MIT Technology Review 1/2019
S. 70
Fokus
Medizin
Aufmacherbild
Illustration: Sébastien Thibault

Macht es die Masse?

Forscher erheben genetische Risikowerte für Erkrankungen aus der Summe vieler kleiner Genmutationen. Sogar Hinweise auf die Intelligenzentwicklung wollen sie gefunden haben. Was taugt die Methode wirklich?

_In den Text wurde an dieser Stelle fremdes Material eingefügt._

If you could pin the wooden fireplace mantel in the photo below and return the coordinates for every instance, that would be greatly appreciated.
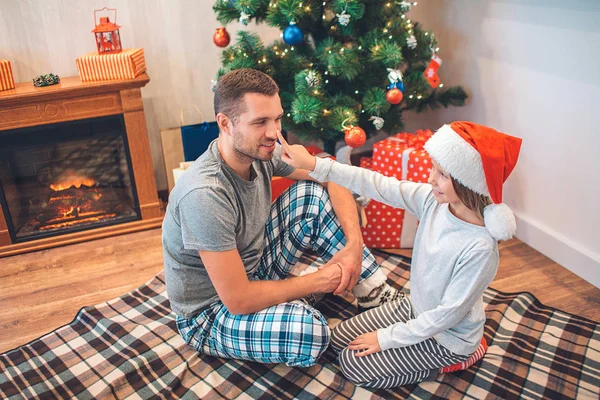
(71, 100)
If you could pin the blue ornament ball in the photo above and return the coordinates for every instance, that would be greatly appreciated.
(292, 35)
(397, 85)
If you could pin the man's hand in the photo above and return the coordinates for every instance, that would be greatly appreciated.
(365, 344)
(330, 276)
(350, 260)
(296, 155)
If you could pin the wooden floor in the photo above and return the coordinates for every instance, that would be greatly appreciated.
(42, 291)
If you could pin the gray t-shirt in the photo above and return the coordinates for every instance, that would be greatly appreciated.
(453, 262)
(212, 208)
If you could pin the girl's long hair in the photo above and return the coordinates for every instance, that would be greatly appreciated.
(473, 200)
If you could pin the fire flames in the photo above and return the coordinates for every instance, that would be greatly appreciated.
(72, 179)
(76, 200)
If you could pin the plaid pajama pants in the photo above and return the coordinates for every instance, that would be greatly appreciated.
(293, 333)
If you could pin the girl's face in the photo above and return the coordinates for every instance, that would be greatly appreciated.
(442, 185)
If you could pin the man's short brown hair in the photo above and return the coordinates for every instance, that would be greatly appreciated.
(232, 87)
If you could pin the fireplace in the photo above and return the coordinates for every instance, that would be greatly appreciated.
(66, 177)
(74, 164)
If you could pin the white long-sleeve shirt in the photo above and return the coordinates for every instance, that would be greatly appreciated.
(453, 261)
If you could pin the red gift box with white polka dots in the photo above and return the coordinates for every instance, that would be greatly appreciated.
(403, 157)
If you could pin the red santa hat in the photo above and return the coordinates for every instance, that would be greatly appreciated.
(481, 159)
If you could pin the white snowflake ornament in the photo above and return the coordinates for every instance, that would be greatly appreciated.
(377, 122)
(244, 18)
(312, 79)
(343, 18)
(411, 42)
(394, 75)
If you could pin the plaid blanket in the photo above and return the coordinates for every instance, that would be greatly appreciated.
(129, 348)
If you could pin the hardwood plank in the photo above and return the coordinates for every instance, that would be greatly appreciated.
(42, 291)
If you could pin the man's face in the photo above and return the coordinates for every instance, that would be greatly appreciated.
(255, 132)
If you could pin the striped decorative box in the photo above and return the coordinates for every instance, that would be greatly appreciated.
(7, 81)
(124, 65)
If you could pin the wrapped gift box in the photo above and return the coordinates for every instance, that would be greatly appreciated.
(383, 223)
(400, 156)
(279, 184)
(7, 81)
(103, 67)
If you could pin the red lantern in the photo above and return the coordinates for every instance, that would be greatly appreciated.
(221, 37)
(107, 35)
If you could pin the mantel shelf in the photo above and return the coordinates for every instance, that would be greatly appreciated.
(71, 86)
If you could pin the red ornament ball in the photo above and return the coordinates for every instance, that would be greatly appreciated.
(394, 96)
(221, 37)
(355, 136)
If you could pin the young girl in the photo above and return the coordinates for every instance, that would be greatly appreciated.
(455, 255)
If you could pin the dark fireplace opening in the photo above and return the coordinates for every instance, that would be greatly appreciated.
(66, 177)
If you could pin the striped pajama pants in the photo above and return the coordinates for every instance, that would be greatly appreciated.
(392, 367)
(293, 333)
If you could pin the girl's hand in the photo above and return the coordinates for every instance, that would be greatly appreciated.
(296, 155)
(365, 344)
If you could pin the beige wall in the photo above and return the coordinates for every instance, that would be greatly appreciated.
(41, 36)
(531, 68)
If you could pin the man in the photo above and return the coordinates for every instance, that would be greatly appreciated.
(228, 251)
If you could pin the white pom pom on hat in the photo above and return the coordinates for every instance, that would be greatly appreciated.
(481, 159)
(499, 221)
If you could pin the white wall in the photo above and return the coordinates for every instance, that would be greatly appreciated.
(531, 68)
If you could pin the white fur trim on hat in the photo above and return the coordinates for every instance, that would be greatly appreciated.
(458, 158)
(499, 221)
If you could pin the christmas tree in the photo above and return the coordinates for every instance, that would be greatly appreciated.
(341, 63)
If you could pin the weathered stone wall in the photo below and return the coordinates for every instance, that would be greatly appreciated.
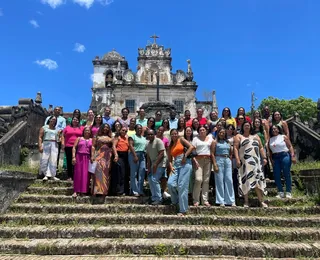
(11, 185)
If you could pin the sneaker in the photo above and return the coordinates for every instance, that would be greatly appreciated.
(280, 195)
(166, 195)
(289, 195)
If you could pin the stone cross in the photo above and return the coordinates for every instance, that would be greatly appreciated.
(155, 37)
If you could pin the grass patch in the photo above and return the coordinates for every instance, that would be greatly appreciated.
(20, 168)
(296, 168)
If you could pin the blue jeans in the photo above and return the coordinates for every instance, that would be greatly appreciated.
(224, 183)
(178, 184)
(282, 163)
(154, 183)
(137, 173)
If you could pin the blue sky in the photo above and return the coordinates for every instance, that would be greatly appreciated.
(270, 47)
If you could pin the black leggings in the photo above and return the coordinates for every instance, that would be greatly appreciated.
(68, 151)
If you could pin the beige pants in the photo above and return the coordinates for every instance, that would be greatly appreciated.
(202, 178)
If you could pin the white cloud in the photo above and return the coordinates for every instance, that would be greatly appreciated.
(47, 63)
(34, 23)
(105, 2)
(85, 3)
(78, 47)
(53, 3)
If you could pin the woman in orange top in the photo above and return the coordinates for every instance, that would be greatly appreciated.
(178, 182)
(120, 169)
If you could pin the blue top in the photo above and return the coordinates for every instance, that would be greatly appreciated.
(222, 148)
(108, 120)
(61, 122)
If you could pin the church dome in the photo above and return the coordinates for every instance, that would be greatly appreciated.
(114, 56)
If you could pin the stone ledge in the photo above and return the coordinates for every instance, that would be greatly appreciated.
(272, 234)
(136, 219)
(160, 209)
(159, 247)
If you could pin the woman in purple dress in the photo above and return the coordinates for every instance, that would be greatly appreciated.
(96, 125)
(81, 154)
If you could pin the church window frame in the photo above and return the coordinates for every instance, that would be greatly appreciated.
(179, 104)
(131, 104)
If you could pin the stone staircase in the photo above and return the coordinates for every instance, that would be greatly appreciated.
(46, 220)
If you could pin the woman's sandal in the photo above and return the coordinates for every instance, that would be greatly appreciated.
(263, 204)
(207, 204)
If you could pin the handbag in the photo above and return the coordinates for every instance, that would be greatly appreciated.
(192, 154)
(215, 168)
(92, 167)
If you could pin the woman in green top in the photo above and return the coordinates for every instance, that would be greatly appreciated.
(137, 161)
(158, 121)
(76, 113)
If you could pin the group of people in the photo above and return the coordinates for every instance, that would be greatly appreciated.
(176, 156)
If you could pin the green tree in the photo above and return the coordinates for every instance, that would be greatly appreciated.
(305, 107)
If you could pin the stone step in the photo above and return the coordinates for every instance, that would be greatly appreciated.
(270, 234)
(115, 257)
(65, 183)
(69, 191)
(159, 247)
(160, 209)
(63, 199)
(136, 219)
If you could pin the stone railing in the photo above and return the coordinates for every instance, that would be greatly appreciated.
(305, 140)
(11, 185)
(19, 126)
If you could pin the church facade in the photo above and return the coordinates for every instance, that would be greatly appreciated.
(117, 86)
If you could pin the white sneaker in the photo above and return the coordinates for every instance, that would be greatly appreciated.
(280, 195)
(166, 195)
(289, 195)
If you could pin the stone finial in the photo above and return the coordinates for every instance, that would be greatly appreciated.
(189, 71)
(38, 99)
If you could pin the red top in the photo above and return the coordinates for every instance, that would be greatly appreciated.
(123, 144)
(177, 149)
(189, 122)
(71, 134)
(248, 119)
(202, 121)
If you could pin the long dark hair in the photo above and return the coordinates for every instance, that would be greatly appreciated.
(260, 127)
(74, 111)
(49, 119)
(154, 122)
(101, 129)
(242, 131)
(225, 135)
(279, 129)
(95, 122)
(171, 142)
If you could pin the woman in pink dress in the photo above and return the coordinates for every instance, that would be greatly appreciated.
(96, 125)
(81, 155)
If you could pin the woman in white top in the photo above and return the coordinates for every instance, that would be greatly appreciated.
(202, 144)
(282, 154)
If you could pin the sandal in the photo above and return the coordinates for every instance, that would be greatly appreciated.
(207, 204)
(263, 205)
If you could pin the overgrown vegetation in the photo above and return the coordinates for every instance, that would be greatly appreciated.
(20, 168)
(296, 168)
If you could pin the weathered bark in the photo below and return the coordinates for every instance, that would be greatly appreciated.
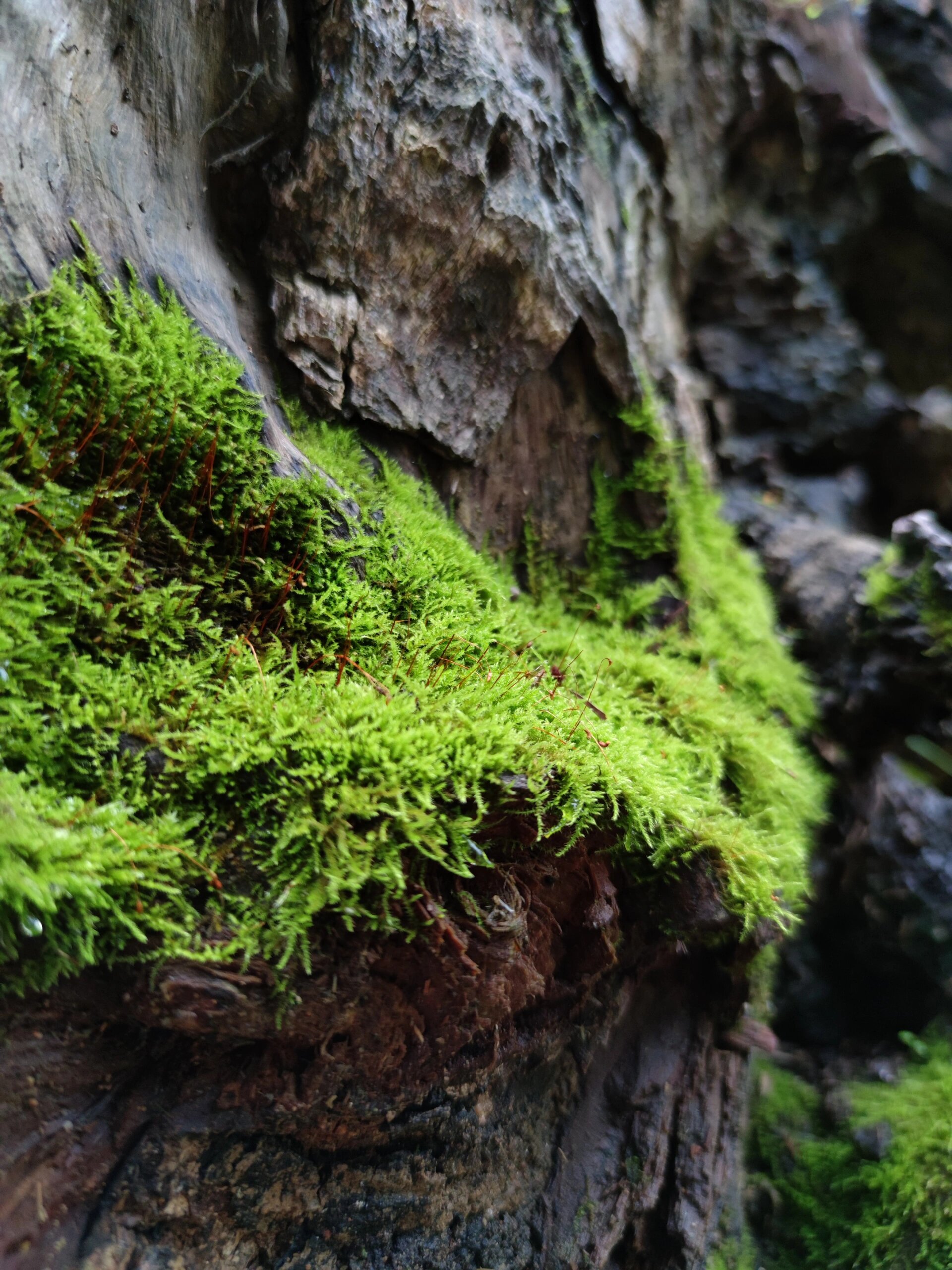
(552, 1092)
(464, 228)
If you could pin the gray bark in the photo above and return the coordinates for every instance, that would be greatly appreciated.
(466, 228)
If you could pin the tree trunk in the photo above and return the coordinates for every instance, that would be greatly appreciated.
(463, 228)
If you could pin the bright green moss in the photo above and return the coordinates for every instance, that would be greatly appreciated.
(838, 1210)
(896, 591)
(232, 701)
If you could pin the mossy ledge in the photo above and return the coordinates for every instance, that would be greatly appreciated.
(234, 705)
(873, 1192)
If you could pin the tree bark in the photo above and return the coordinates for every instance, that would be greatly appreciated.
(463, 228)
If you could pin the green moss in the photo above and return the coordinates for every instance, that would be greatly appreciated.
(899, 590)
(839, 1210)
(232, 702)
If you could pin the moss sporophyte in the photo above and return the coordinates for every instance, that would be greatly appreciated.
(233, 704)
(874, 1193)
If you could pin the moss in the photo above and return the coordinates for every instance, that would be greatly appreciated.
(901, 587)
(233, 702)
(837, 1209)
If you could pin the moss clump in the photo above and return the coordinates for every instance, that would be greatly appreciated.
(839, 1210)
(233, 701)
(905, 590)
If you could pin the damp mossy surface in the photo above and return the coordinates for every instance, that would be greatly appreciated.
(235, 704)
(903, 591)
(835, 1206)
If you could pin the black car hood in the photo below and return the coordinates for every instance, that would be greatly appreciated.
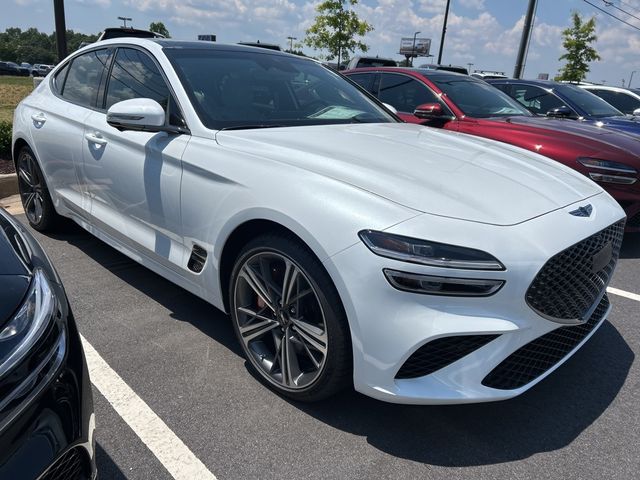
(14, 258)
(15, 268)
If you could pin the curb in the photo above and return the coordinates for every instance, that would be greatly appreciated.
(8, 185)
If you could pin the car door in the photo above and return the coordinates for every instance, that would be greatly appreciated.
(57, 127)
(405, 93)
(367, 80)
(624, 102)
(133, 176)
(536, 99)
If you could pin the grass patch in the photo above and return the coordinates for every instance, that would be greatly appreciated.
(12, 90)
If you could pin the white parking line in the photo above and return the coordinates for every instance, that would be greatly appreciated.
(622, 293)
(174, 455)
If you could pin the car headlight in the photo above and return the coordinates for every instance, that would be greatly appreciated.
(426, 252)
(609, 170)
(26, 327)
(436, 285)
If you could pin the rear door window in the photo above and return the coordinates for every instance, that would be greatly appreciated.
(623, 102)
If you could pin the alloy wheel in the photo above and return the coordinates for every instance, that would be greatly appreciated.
(280, 320)
(31, 187)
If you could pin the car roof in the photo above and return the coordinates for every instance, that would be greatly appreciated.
(170, 44)
(540, 83)
(411, 70)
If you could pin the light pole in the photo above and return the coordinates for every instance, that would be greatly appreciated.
(291, 39)
(125, 19)
(444, 30)
(413, 47)
(524, 40)
(61, 29)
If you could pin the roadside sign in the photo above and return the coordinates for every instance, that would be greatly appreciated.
(422, 47)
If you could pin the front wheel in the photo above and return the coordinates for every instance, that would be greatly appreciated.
(289, 319)
(34, 193)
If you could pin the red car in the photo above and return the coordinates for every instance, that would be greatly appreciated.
(465, 104)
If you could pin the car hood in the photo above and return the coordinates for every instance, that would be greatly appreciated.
(425, 169)
(586, 133)
(14, 274)
(627, 123)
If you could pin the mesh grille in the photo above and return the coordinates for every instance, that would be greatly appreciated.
(441, 352)
(70, 466)
(571, 282)
(532, 360)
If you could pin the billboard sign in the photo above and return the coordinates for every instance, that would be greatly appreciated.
(422, 47)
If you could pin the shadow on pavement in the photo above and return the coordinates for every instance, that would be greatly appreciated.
(107, 469)
(548, 417)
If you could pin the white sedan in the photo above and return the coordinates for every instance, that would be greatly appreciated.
(349, 248)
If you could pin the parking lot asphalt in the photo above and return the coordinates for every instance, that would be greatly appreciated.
(180, 356)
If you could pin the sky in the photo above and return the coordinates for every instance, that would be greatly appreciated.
(485, 33)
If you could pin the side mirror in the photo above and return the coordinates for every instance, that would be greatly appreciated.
(560, 112)
(393, 110)
(427, 111)
(142, 114)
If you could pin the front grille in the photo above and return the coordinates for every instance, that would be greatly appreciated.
(441, 352)
(571, 282)
(73, 465)
(536, 357)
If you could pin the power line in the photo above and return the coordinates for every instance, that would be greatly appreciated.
(611, 14)
(627, 4)
(609, 3)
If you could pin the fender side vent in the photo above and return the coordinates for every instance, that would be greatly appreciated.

Das Erbgut eines krankheitsanfälligen Menschen lässt sich mit einem riesigen Chor vergleichen. Er hat mehrere Millionen Sänger. Eine nicht unerhebliche Anzahl von ihnen singt allerdings schief. Jeder für sich weicht nur ein bisschen von der richtigen Tonlage ab, sodass man einzelne Schiefsinger nicht heraushören kann. Zusammen sorgen sie allerdings für eine so laute Kakophonie in der klaren Melodie der guten Sänger, dass man sie doch aufspüren kann.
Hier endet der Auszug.